Bruins Slot, a member of the centre-right Christian Democratic Appeal party, expressed agreement with her colleagues in a hand-written note.

“Agreed! Touches whole region that is already unstable,” she wrote on the memo.

Describing myriad competing priorities, officials warned that Amsterdam faced a “precarious” balance in deciding whether to fund UNRWA.

“The balance between the desired political signal, the rapidity of the UN investigations, humanitarian needs, no further destabilisation in the region, the continuation of balanced contacts with both Israel and the Palestinians and the reallocation of funds is very precarious,” the memo said.

“Too long a delay or suspension of already committed support could lead to serious disruptions in UNWRA’s operational capacities resulting in considerably great human suffering,” the memo continued, to which Bruins Slot added a hand-written note expressing her agreement.

“In addition, high humanitarian needs could lead to social disruption and regional escalation, which also poses a risk to Israel’s security.

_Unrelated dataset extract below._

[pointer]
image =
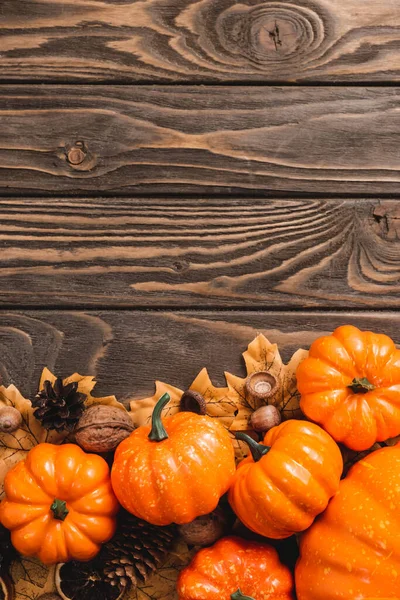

It is also politically relevant to take into account the ruling of the International Court of Justice on adequate humanitarian aid.”

Al Jazeera obtained the memo, which has not been published previously, via a freedom of information request with the Dutch foreign ministry.

Dutch Foreign Minister Hanke Bruins Slot expressed concern about the effects of a prolonged pause in funding to UNRWA, documents show [File: Mohamed Azakir/Reuters]

Despite the concerns raised within the upper levels of the Dutch government, the Netherlands has yet to resume funding to the UNRWA five months after announcing a pause in response to Israeli claims that some agency staff participated in Hamas’s October 7 attacks on southern Israel.

An investigation led by French former foreign minister Catherine Colonna concluded last month that Israel had not provided evidence to support its allegations of UNRWA involvement in the assault.

At least half of the 16 countries that suspended funding in response to Israel’s claims, including Australia, Canada, Finland, Germany, Italy, Japan, and Sweden, have since reinstated their support.

When contacted for comment, the Netherlands’ foreign ministry referred Al Jazeera to a letter it sent to parliament last month detailing its position on funding UNRWA.

In the letter, the ministry said it had already provided its annual funding to UNRWA in January, but future requests would be considered based on the agency’s implementation of Colonna’s recommendations to strengthen its neutrality and the outcome of an upcoming report by the UN’s Office of Internal Oversight Services (OIOS).

OIOS said in an update to its investigation last month that it was probing 14 UNRWA staff members over their alleged links to the October 7 attacks, after dropping inquires into five others due to lack of evidence.

In the February memo, officials recommended that funding be “reconsidered in due course” based on the outcome of the OIOS report, the establishment of terms of reference to investigate risk management at UNRWA, and a “plan of action, including commitment from UNRWA to (re)examine staff”.

Established in 1949, the UNRWA employs about 30,000 people in the Palestinian territories, Jordan, Lebanon and Syria to provide essential services including food, education and healthcare.

The UN agency last week announced it would have to suspend food distribution in Gaza’s southern city of Rafah, where Israel’s military is conducting a ground offensive and air strikes, due to a lack of supplies and security risks.